TrieSetSampler is a specialized set sampler that utilizes a trie data structure to efficiently sample a weighted set of tokens.

This sampler is designed to work with two potentials:

  • a potential over a vocabulary of iterables (iter_potential) and

  • a potential over a vocabulary of items which are the elements of the iterables (item_potential).

For example, if iter_potential is a potential over byte sequences, then item_potential is a potential over bytes.

The target potential is the product of iter_potential and the item_potential coerced to operate on the token type of iter_potential. Thus, TrieSetSamplers sample tokens from the iter_potential's vocabulary.

Source code in genlm/control/sampler/set.py
class TrieSetSampler(SetSampler):
    """
    TrieSetSampler is a specialized set sampler that utilizes a trie data structure to efficiently sample a weighted set of tokens.
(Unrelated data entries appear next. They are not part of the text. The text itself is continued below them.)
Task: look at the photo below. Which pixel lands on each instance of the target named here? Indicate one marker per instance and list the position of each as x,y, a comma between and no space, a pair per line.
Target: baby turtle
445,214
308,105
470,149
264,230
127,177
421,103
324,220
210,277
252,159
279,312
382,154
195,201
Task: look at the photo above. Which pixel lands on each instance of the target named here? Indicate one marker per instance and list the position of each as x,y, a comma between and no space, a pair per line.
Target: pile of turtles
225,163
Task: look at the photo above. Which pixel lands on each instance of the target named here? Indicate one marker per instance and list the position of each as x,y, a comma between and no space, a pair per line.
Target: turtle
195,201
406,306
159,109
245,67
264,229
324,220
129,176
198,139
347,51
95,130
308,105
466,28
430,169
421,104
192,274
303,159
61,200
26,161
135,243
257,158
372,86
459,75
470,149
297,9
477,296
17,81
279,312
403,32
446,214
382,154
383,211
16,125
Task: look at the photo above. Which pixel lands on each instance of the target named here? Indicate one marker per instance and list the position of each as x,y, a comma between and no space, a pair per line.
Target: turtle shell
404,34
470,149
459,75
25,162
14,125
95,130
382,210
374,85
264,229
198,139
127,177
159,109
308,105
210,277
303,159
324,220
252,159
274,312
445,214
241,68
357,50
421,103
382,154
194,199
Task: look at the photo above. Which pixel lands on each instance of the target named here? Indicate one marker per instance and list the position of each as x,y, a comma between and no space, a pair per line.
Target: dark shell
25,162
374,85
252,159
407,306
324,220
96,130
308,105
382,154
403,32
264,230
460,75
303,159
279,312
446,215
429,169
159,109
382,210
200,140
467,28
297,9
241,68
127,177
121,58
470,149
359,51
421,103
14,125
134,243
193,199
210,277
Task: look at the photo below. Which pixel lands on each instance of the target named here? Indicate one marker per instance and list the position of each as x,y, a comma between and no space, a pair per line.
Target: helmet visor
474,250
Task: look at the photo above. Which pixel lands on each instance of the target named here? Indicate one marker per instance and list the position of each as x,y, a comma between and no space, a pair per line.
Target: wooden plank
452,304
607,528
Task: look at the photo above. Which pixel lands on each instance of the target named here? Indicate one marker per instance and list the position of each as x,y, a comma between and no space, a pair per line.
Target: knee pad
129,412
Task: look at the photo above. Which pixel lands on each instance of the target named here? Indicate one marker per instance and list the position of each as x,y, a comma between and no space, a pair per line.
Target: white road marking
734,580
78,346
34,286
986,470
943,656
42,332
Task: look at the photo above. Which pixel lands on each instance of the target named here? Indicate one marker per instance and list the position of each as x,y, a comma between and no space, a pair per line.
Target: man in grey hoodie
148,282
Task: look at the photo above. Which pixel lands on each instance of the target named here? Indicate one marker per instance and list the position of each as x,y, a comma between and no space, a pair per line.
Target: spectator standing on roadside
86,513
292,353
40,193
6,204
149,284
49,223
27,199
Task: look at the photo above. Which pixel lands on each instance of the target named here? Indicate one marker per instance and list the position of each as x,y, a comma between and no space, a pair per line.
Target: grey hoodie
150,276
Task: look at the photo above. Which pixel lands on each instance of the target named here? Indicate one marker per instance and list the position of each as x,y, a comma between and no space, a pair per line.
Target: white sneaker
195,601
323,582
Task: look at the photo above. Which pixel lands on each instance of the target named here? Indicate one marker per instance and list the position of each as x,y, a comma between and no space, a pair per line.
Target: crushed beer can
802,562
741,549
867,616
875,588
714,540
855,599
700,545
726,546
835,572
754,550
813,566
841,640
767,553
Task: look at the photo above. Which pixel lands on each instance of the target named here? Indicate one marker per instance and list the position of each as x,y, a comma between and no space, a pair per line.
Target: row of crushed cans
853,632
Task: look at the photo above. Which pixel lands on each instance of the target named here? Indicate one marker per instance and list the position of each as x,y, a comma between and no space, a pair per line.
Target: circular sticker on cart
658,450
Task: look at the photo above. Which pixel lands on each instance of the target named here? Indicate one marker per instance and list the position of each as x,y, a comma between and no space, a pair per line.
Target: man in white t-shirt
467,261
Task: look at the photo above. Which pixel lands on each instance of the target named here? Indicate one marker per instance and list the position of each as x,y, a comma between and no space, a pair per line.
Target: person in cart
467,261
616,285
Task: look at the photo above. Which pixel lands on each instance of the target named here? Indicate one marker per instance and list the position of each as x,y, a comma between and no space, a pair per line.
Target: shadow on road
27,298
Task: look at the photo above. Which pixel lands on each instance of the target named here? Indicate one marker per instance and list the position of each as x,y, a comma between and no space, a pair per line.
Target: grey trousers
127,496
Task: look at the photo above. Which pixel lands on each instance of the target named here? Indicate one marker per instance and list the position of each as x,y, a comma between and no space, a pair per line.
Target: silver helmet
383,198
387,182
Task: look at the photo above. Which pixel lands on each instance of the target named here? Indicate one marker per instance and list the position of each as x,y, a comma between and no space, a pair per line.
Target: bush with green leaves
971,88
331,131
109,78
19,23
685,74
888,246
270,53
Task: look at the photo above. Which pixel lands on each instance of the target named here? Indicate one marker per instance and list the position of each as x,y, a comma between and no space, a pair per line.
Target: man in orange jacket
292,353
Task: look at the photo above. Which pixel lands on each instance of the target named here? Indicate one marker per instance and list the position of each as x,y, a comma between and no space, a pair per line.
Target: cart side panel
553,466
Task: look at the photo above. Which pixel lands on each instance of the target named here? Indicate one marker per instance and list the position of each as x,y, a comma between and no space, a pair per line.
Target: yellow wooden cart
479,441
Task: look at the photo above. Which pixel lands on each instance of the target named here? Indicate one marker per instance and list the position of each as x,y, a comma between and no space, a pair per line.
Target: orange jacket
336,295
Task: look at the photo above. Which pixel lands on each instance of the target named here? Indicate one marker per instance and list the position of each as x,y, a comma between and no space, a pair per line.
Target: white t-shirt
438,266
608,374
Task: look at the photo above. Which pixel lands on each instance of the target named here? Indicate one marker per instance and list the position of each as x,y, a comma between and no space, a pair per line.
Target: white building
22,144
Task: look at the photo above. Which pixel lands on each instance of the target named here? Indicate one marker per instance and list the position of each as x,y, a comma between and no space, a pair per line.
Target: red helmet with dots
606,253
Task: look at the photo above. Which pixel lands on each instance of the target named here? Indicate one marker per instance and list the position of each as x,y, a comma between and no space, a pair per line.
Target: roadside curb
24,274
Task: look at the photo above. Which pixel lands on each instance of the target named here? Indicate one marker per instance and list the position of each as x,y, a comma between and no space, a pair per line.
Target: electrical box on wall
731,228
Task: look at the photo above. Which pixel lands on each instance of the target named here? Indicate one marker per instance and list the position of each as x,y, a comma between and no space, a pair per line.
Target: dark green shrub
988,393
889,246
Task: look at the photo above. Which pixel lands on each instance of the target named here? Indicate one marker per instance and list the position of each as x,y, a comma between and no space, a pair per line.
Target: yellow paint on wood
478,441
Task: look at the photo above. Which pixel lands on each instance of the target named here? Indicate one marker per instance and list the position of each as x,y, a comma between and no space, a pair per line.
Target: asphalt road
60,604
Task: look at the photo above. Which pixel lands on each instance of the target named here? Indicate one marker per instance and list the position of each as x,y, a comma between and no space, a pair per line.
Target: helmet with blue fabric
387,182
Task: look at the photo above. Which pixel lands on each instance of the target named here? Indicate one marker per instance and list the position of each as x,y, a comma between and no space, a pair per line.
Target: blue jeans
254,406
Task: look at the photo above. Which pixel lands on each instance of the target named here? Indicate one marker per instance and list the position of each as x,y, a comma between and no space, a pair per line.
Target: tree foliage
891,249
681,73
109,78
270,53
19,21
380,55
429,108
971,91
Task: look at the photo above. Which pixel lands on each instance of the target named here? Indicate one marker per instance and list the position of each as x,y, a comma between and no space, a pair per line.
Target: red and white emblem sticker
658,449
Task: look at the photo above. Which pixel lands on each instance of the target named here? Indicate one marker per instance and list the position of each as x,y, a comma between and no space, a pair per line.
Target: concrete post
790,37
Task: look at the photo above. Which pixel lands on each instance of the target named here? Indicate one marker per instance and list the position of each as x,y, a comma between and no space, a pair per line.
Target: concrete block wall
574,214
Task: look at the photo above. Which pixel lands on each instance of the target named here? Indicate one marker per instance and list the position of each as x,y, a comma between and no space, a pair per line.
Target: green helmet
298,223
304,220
    This sampler is designed to work with two potentials:\n
    - a potential over a vocabulary of iterables (`iter_potential`) and\n
    - a potential over a vocabulary of items which are the elements of the iterables (`item_potential`).

    For example, if `iter_potential` is a potential over byte sequences, then `item_potential` is a potential over bytes.

    The target potential is the product of `iter_potential` and the `item_potential` coerced to operate on the token type of `iter_potential`. Thus,
    `TrieSetSampler`s sample tokens from the `iter_potential`'s vocabulary.
    """

    def __init__(self, iter_potential, item_potential):
        """
        Initialize the `TrieSetSampler`.

        Args:
            iter_potential (Potential): The potential defined over a vocabulary of iterables.
            item_potential (Potential): The potential defined over a vocabulary of items.

        Raises:
            ValueError: If the token type of `iter_potential` is not an iterable of the token type of `item_potential`.
        """
        if not iter_potential.token_type.is_iterable_of(item_potential.token_type):
            raise ValueError(
                "Token type of `iter_potential` must be an iterable of token type of `item_potential`. "
                f"Got {iter_potential.token_type} and {item_potential.token_type}."
            )
        self.iter_potential = iter_potential
        self.item_potential = item_potential
        self.f = lambda context: [item for items in context for item in items]

        super().__init__(
            iter_potential * item_potential.coerce(iter_potential, f=self.f)
        )

        self.trie_executor = load_async_trie(
            self.iter_potential.vocab_eos, backend="parallel"
        )
        self.trie = self.trie_executor.trie

        vocab_eos = self.target.vocab_eos
        word2leaf = self.trie.word2leaf
        lookup = self.target.lookup

        common_tokens = set(vocab_eos) & set(word2leaf)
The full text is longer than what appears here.